Egemen sınıfların partisi olan DP sendika ve grev hakkının savu­nuculuğunu yapmış, geniş ölçüde bu yolla sendikalı işçi kitlesinin de desteğini savunarak, asker-sivil bürokrasiye sırtını dayamış o­lan CHP’den iktidarı alabilmıştir. DP, iktidarı süresince de grev hakkını tanımadığı, sendika hakkını önemli ölçüde kısıtladığı işçi kitlesinin olmasa bile sendikaların önemli bir kesiminin bağımlılık ölçüsüne varan desteğinden yararlanmıştır[2].

DP’ye sendikaların desteğinde CHP’nin iktidar dönemindeki sert tutumunun etkisi olmuştur. 5 Haziran 1946’da Cemiyetler Kanunu de­ğiştirilerek sınıf temeli üzerine kurulu cemiyet kurma yasağı kal­dırılınca sendika hakkı da kanunen tanınmış oloyurdu. İşçiler hızla sendikalar kurmaya başladılar. Ancak, kısa süre sonra iktidarın sendika hakkını gerçekten tanımaya hazır olmadığı anlaşıldı. 17 A­ralık I946’da sıkıyönetim kararıyla yeni kurulmuş olan sendikalar, aynı yıllarda kurulmuş olan ve Şefik Hüsnü’nün önderliğinde faali­yet gösteren Türkiye Sosyalist Emekçi ve Köylü Partisi ve Türkiye Sosyalist Partisi ile beraber kapatıldılar. 20 Şubat I947’de yürür­lüğe giren Sendikalar Kanunu, grev ve toplu sözleşme hakkından söz etmediği gibi, siyasetle uğraşan sendikaları da yasaklamaktaydı.

1949’da DP programında grev hakkına yer verilmişti.
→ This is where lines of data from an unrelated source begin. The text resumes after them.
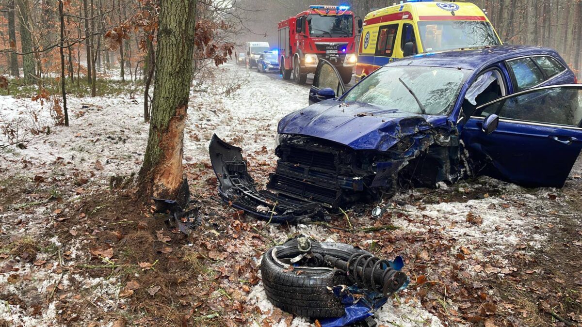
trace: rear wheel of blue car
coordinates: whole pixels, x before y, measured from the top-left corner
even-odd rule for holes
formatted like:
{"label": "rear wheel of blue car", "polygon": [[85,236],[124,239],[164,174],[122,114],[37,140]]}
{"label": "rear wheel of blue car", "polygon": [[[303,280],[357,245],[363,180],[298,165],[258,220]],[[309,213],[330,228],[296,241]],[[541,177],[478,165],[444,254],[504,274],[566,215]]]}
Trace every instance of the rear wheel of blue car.
{"label": "rear wheel of blue car", "polygon": [[[297,238],[269,249],[262,256],[261,273],[267,298],[275,307],[299,316],[308,318],[342,317],[344,305],[332,288],[349,285],[343,272],[323,264],[318,266],[292,266],[292,258],[302,253]],[[315,257],[333,255],[347,260],[354,254],[367,252],[342,243],[311,243],[311,251]]]}

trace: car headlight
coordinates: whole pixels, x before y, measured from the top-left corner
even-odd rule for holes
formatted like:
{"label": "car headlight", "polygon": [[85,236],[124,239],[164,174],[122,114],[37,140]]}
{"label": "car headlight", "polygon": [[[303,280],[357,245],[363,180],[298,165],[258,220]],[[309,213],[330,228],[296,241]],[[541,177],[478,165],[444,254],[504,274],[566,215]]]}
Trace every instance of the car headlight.
{"label": "car headlight", "polygon": [[305,55],[305,65],[311,67],[316,67],[319,59],[317,59],[317,55],[314,54],[307,54]]}
{"label": "car headlight", "polygon": [[348,54],[346,55],[346,58],[343,59],[344,66],[353,66],[358,62],[358,56],[356,54]]}

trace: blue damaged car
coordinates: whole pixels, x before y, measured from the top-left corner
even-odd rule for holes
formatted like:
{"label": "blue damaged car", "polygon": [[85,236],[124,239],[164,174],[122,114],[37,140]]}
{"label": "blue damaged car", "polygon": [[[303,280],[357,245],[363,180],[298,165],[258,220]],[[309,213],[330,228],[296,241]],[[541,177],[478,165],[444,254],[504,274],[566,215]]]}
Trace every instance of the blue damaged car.
{"label": "blue damaged car", "polygon": [[320,61],[313,104],[279,123],[267,189],[254,189],[240,149],[215,137],[219,191],[234,207],[288,220],[467,176],[560,187],[582,148],[576,83],[555,51],[538,47],[417,55],[347,91]]}

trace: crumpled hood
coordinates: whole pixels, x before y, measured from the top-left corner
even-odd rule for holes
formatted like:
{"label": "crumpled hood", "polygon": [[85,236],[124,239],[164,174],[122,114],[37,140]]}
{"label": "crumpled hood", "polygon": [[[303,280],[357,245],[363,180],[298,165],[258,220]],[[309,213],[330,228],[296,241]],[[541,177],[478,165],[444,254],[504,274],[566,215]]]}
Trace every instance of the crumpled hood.
{"label": "crumpled hood", "polygon": [[279,122],[278,131],[329,140],[356,150],[386,151],[403,137],[446,120],[445,116],[423,116],[330,99],[287,115]]}

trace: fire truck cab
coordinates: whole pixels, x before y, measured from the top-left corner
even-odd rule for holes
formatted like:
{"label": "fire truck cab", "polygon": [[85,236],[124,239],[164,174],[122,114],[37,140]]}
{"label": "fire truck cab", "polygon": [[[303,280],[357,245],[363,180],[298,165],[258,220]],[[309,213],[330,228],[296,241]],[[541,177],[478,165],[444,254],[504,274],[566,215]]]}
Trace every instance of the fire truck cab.
{"label": "fire truck cab", "polygon": [[356,36],[362,22],[348,6],[310,6],[279,23],[279,67],[283,79],[305,84],[320,58],[335,66],[344,82],[352,79],[357,61]]}

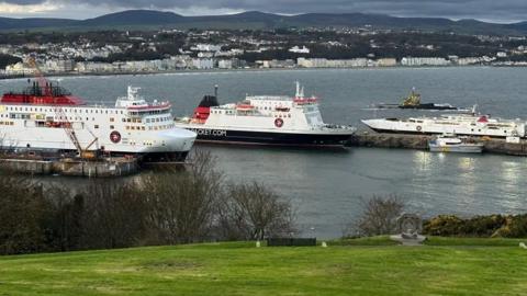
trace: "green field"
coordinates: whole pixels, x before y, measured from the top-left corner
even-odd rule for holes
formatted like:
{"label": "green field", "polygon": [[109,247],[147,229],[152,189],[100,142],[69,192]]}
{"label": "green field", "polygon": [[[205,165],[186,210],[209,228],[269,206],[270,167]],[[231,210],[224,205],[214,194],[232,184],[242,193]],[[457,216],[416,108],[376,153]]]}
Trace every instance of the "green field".
{"label": "green field", "polygon": [[[526,295],[522,240],[385,238],[0,257],[0,295]],[[527,242],[527,239],[525,240]]]}

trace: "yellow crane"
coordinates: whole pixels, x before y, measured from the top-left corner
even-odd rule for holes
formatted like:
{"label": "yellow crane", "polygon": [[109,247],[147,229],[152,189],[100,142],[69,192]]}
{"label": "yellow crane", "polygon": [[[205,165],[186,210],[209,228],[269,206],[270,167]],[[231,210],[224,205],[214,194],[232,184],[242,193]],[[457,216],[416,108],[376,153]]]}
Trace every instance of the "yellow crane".
{"label": "yellow crane", "polygon": [[[53,86],[44,77],[44,73],[38,67],[38,64],[36,62],[36,59],[33,55],[30,55],[27,59],[27,65],[30,65],[35,69],[35,76],[38,79],[38,86],[43,90],[43,94],[53,96]],[[66,132],[66,135],[68,135],[68,138],[71,140],[75,148],[77,149],[78,156],[82,159],[96,159],[97,155],[93,151],[90,151],[89,149],[99,140],[98,137],[96,137],[96,135],[93,135],[91,130],[88,130],[90,132],[90,134],[93,136],[94,139],[86,148],[82,148],[77,135],[75,134],[74,126],[71,122],[68,119],[66,112],[64,112],[63,106],[60,105],[55,106],[54,112],[56,117],[60,121],[60,127],[63,127],[63,129]]]}

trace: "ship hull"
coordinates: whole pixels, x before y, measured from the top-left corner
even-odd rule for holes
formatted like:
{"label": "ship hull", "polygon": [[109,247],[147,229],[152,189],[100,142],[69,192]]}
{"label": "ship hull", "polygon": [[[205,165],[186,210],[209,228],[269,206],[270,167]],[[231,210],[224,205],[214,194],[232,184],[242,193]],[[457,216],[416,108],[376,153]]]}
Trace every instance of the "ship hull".
{"label": "ship hull", "polygon": [[463,132],[431,132],[431,130],[426,130],[426,132],[416,132],[416,130],[411,130],[411,129],[385,129],[385,128],[374,128],[369,126],[370,129],[372,129],[375,133],[380,134],[401,134],[401,135],[422,135],[422,136],[434,136],[434,135],[444,135],[444,134],[456,134],[458,136],[476,136],[476,137],[491,137],[491,138],[506,138],[507,136],[501,136],[501,135],[489,135],[489,134],[473,134],[473,133],[463,133]]}
{"label": "ship hull", "polygon": [[268,145],[292,147],[344,147],[352,132],[347,133],[279,133],[215,128],[187,129],[198,134],[197,143]]}

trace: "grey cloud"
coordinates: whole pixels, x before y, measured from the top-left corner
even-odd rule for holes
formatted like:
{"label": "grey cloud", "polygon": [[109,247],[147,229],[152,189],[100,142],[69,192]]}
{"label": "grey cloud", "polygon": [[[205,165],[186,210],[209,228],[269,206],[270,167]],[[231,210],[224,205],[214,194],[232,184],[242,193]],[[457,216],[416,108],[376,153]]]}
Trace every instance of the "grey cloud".
{"label": "grey cloud", "polygon": [[[1,0],[0,0],[1,1]],[[5,0],[4,0],[5,1]],[[34,4],[44,0],[7,0]],[[527,14],[526,0],[52,0],[66,4],[87,3],[122,9],[188,10],[199,8],[258,10],[274,13],[368,12],[401,16],[474,18],[522,20]]]}

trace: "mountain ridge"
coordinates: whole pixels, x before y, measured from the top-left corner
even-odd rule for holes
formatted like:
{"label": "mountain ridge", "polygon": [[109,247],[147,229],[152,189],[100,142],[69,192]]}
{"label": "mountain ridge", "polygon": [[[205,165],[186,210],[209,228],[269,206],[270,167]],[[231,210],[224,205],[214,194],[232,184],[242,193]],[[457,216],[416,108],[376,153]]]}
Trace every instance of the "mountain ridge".
{"label": "mountain ridge", "polygon": [[0,18],[0,30],[77,29],[101,30],[116,26],[200,27],[200,29],[276,29],[276,27],[360,27],[456,32],[468,34],[527,34],[527,21],[509,24],[478,20],[453,21],[445,18],[404,18],[374,13],[304,13],[281,15],[260,11],[237,14],[183,16],[156,10],[126,10],[86,20]]}

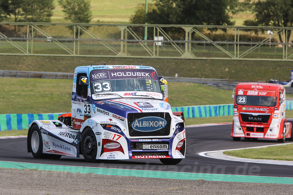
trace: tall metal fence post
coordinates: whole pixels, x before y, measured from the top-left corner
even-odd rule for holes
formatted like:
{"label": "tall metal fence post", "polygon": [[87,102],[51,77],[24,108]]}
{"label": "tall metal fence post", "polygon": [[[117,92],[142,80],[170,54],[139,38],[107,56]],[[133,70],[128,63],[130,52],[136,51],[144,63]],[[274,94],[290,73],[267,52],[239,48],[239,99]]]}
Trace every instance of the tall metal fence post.
{"label": "tall metal fence post", "polygon": [[30,38],[31,39],[31,43],[32,43],[32,46],[31,48],[31,52],[30,53],[32,54],[33,54],[33,36],[34,34],[34,26],[33,25],[31,25],[32,27],[32,34],[30,35]]}
{"label": "tall metal fence post", "polygon": [[73,54],[75,55],[75,34],[76,34],[76,25],[74,25],[73,31]]}
{"label": "tall metal fence post", "polygon": [[77,55],[79,55],[79,42],[80,40],[80,27],[78,26],[78,32],[77,34],[77,39],[78,41],[77,42]]}
{"label": "tall metal fence post", "polygon": [[125,41],[124,42],[124,43],[125,44],[125,54],[127,55],[127,27],[126,27],[125,29],[125,34],[124,35],[125,36]]}
{"label": "tall metal fence post", "polygon": [[28,54],[28,31],[29,26],[26,25],[26,54]]}

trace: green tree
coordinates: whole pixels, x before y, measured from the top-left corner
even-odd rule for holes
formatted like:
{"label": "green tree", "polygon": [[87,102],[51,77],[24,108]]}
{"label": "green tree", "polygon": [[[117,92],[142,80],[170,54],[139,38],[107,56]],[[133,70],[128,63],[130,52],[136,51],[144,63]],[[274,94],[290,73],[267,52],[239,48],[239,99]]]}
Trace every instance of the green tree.
{"label": "green tree", "polygon": [[148,22],[151,23],[212,25],[235,23],[229,12],[235,8],[238,0],[156,1],[157,9],[153,9],[148,15]]}
{"label": "green tree", "polygon": [[[255,16],[255,24],[293,27],[293,0],[258,0],[253,2],[252,5]],[[291,31],[288,30],[288,40],[289,40],[291,35]],[[283,42],[281,34],[279,34],[279,37],[280,42]],[[285,41],[288,42],[287,40]]]}
{"label": "green tree", "polygon": [[54,0],[23,0],[23,18],[26,22],[50,22]]}
{"label": "green tree", "polygon": [[[64,18],[70,20],[74,23],[89,23],[91,20],[91,0],[58,0],[58,3],[62,8],[62,11],[65,14]],[[85,26],[87,29],[89,26]],[[68,27],[73,32],[74,27]],[[80,31],[80,34],[83,32]],[[78,34],[77,31],[76,36]]]}
{"label": "green tree", "polygon": [[0,22],[10,15],[8,0],[0,0]]}
{"label": "green tree", "polygon": [[[9,9],[14,18],[15,22],[21,21],[20,16],[23,14],[22,8],[23,5],[23,0],[11,0],[9,1]],[[14,34],[16,33],[17,26],[14,25]]]}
DP iktidarı­nın ilk yılında işçilere grev hakkını vermek üzere bir kanun tasa­rısının hazırlandığı kamuoyuna açıklanmıştır. Ancak, çok geçmeden bu tasarı Meclise sunulmadan rafa kaldırılmıştır. DP’nin 15 Ekim 1951’­de onaylanan programında ise bu haktan ve buna ilişkin olarak top­lu sözleşme hakkından sözedilmez.

1954’de yapılan genel seçimlerden önce 10 sendika önderi tara­fından “İşçi ve İşçi Dostu Milletvekillerini Destekleme Komitesi” kurulur. Komite, seçimlerde işçilikten yetişme ve işçi dostu milletvekilleri adaylarının desteklenmesini ister. Komitenin faaliyatle­ri önlenir.  DP iktidarı, bir yandan sendikaların en ilkel fonksiyonlarını bile “siyaset” olarak nitelendirerek yasaklarken, diğer yan­dan sendikaları kendi çizgisinde poletize etmek için büyük çaba sarfetmiştir.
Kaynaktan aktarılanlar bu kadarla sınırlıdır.